Attack on TST patrol pair was aimed at stealing their guns, investigators believe

The off-duty officer at the centre of Friday's Tsim Sha Tsui shootout ambushed the two uniformed constables in an attempt to steal their pistols, police sources said yesterday.

Detectives from the Organised Crime and Triad Bureau returned to the shooting scene at the junction of Canton and Austin roads yesterday to reconstruct the shootout, in which off-duty constable Tsui Po-ko is believed to have shot dead one patrolling officer and critically wounded another.

Police believed the two patrolling officers were ambushed by Tsui, disguised in a wig, as they entered the underpass, the source said.

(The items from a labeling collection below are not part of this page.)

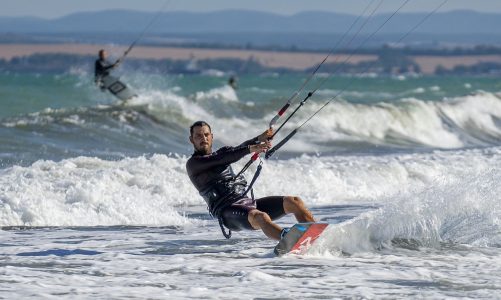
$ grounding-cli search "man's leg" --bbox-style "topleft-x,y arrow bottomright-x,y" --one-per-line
248,209 -> 282,240
284,196 -> 315,224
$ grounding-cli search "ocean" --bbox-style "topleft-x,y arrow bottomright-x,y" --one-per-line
0,68 -> 501,299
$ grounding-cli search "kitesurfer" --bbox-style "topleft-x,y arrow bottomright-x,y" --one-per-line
186,121 -> 315,240
228,75 -> 238,90
94,49 -> 120,89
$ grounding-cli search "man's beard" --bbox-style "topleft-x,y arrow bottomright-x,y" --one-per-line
195,144 -> 212,155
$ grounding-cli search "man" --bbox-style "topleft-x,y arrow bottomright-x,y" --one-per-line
186,121 -> 315,240
94,49 -> 120,89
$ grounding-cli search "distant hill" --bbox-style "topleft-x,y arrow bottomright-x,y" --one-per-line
0,10 -> 501,48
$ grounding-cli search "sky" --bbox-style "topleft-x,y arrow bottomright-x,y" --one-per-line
0,0 -> 501,19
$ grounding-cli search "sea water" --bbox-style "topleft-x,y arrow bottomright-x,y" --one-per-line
0,69 -> 501,299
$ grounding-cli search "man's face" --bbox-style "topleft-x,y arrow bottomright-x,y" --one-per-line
190,126 -> 213,155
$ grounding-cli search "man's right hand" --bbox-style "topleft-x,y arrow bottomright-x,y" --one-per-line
249,141 -> 271,153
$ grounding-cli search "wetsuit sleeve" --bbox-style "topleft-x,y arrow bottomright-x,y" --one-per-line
238,136 -> 259,147
186,145 -> 250,176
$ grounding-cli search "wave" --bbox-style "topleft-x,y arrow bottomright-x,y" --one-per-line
308,169 -> 501,255
0,86 -> 501,168
0,148 -> 501,226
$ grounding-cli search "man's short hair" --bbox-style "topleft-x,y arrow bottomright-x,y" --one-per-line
190,121 -> 212,136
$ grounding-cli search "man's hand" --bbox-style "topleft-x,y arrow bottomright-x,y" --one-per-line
257,128 -> 273,143
249,141 -> 271,153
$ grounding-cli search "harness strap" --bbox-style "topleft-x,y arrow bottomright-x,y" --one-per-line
217,217 -> 231,239
242,161 -> 263,199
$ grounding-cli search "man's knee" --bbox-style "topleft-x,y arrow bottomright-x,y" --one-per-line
249,209 -> 271,229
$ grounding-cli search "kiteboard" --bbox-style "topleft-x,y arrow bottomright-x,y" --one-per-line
101,75 -> 137,101
274,223 -> 329,256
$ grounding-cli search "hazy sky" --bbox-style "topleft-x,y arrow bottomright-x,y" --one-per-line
0,0 -> 501,18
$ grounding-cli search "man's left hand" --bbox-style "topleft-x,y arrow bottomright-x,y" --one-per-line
257,128 -> 273,142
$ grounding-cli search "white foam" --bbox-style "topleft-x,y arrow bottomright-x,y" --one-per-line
194,85 -> 238,102
0,155 -> 198,226
0,148 -> 501,226
309,164 -> 501,254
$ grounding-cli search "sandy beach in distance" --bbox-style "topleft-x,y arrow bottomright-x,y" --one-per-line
0,44 -> 501,74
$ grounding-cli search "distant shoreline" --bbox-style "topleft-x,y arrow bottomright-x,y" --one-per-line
0,44 -> 501,74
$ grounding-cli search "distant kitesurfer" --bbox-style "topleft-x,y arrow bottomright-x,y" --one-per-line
94,49 -> 120,89
186,121 -> 315,240
228,75 -> 238,90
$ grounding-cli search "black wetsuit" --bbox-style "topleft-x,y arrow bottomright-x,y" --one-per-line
94,58 -> 116,82
186,137 -> 285,230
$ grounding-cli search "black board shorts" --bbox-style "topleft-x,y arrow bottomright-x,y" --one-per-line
221,196 -> 285,231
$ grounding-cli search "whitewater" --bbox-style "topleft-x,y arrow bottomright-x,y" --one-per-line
0,70 -> 501,299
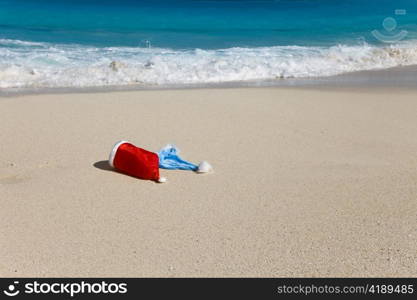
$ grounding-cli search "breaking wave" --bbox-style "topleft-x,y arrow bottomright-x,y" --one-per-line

'The four mirrors inside the tunnel which allow people to see the blind spots while walking were all adjusted to an angle so that the spot where the gunfight took place was concealed,' he said.

The ambush took place close to where a patrol record book, which officers sign at certain points along their patrol route, was hanging.

'We think Tsui hid there and waited for the officers and we believe that Tsui was on his own,' the source said.

Tsui, nicknamed Bulldog, had finished duty at the Tung Chung police station about one hour before the shootout, the source said.

Tsui was wearing a wig and different clothes from those in which he had gone to work that afternoon, he said. 'We believe he wanted to obtain more pistols but we do not know why.'

A source earlier told the Sunday Morning Post that Tsui had long-standing connections to an underground soccer gambling syndicate in which other officers took part.

Another senior police officer confirmed that the .38 revolver used by constable Tsang Kwok-hang, who was killed during the shootout, was found in its holster.

How the gun, which had apparently been fired, came to be back in the holster 'may never be fully explained as the officer is dead', the officer said.

Hours after the shootout, police chief Dick Lee Ming-kwai said a total of 10 shots and all three pistols - two belonging to the uniformed officers and one, used by Tsui, that had been stolen from and used to murder constable Leung Shing-yan in 2001 - had been fired.

Police have made no official statement since then about the progress of their investigations.

Yesterday, the senior officer said the force was still investigating the actual number of shots fired.

Officers were also still waiting to interview injured Constable Sin Ka-keung, who is still in a serious condition in Queen Elizabeth Hospital.

Family members at the hospital said Constable Sin could not speak.

Earlier yesterday, members of Tsui's family returned to the shooting scene to hold a spirit pacifying ritual. One man, who declined to be named, said the family was furious about their treatment by the force.

'Tsui was a policeman and nothing has become clear yet. No one from the force has comforted his wife or any other members of the family,' he said. Tsui left a wife and six-year-old daughter.